Chinese state media have touted the development as a sign the country had successfully “broken US sanctions” and “achieved technological independence” in advanced chipmaking.

Meme makers on the Chinese internet have even crowned US Commerce Secretary Gina Raimondo the unofficial brand ambassador for the Mate 60 series.

The memes poke fun at the idea that US sanctions, which are implemented and enforced by the US Commerce department, may have indirectly led to the launch of the new phone as China’s homegrown firms had to work with available technology.

Raimondo visited China last week, when the phone was launched. The memes have gone viral online and been reported on by state broadcaster CCTV.

Before Thursday, SMIC’s shares in Hong Kong had rallied more than 20% within two weeks due to investor optimism. Huahong Semiconductor jumped 11%.

News Portal Space has reached out to Gallagher’s and McCaul’s offices for comment, but has yet to receive a response.

Huawei was added to a blacklist in May 2019 by the US Commerce Department over national security concerns.

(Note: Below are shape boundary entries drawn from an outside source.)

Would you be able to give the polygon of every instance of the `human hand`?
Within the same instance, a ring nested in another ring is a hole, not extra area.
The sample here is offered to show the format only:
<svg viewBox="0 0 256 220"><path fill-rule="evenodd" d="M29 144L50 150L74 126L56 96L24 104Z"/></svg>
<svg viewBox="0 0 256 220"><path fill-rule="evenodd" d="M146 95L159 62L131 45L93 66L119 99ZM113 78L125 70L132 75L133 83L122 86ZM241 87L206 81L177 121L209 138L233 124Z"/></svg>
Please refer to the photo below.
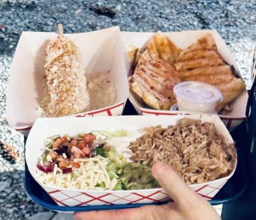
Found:
<svg viewBox="0 0 256 220"><path fill-rule="evenodd" d="M152 167L153 176L173 200L167 204L139 208L77 212L81 220L220 220L210 204L194 192L170 167L162 162Z"/></svg>

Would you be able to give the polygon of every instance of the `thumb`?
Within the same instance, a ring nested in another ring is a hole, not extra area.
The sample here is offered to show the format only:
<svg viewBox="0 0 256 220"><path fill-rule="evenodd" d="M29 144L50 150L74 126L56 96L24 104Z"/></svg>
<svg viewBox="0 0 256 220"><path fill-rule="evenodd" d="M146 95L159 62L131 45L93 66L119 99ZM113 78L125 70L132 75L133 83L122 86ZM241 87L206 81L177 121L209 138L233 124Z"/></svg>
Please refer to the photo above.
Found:
<svg viewBox="0 0 256 220"><path fill-rule="evenodd" d="M181 205L196 202L201 198L188 186L179 175L167 164L157 162L152 169L153 176L168 195Z"/></svg>

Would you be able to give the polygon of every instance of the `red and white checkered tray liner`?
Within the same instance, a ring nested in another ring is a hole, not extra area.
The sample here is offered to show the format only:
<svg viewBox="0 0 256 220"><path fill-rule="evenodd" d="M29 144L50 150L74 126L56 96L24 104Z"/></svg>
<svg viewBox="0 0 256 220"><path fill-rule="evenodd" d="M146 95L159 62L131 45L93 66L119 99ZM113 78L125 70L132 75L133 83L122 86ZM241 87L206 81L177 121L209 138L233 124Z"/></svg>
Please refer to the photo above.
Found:
<svg viewBox="0 0 256 220"><path fill-rule="evenodd" d="M142 116L176 116L177 114L183 114L188 116L193 114L188 112L182 112L179 111L159 111L155 109L149 109L144 108L140 108L138 114ZM229 116L219 116L224 124L229 131L232 131L238 126L244 120L244 117L232 118Z"/></svg>
<svg viewBox="0 0 256 220"><path fill-rule="evenodd" d="M209 184L191 185L190 187L206 200L211 200L227 180ZM67 191L63 189L52 191L52 188L42 186L51 197L61 206L94 206L99 205L136 204L160 202L169 200L162 188L142 190Z"/></svg>
<svg viewBox="0 0 256 220"><path fill-rule="evenodd" d="M35 172L38 158L42 153L44 140L56 134L70 135L90 132L95 129L134 130L149 126L162 125L164 127L176 124L177 121L184 117L200 119L202 122L215 124L227 142L233 142L227 129L217 116L175 115L172 117L159 116L84 117L82 118L63 117L40 118L35 123L29 135L26 144L25 158L29 172L37 181ZM118 148L118 151L121 150ZM208 183L191 185L190 187L207 200L211 199L233 175ZM41 184L42 188L60 206L90 206L111 204L127 204L157 202L168 199L162 188L141 190L95 191L72 190Z"/></svg>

That means companies have to apply for US export licenses to supply technology to Huawei.

SMIC was also put on the same list in 2020, as US officials were concerned it could use American technology to aid the Chinese military. SMIC has denied having any relationship with the Chinese military.

“The fact that China has achieved a big breakthrough in [semiconductor] tech will likely create more debate in the US about the effectiveness of sanctions,” said the Jefferies analysts.

They expect the Biden administration to tighten chips ban on China, which was introduced in October 2022, in the next few months, further limiting China’s access to advanced US semiconductors.

“Overall the US-China tech war is likely to escalate,” they said.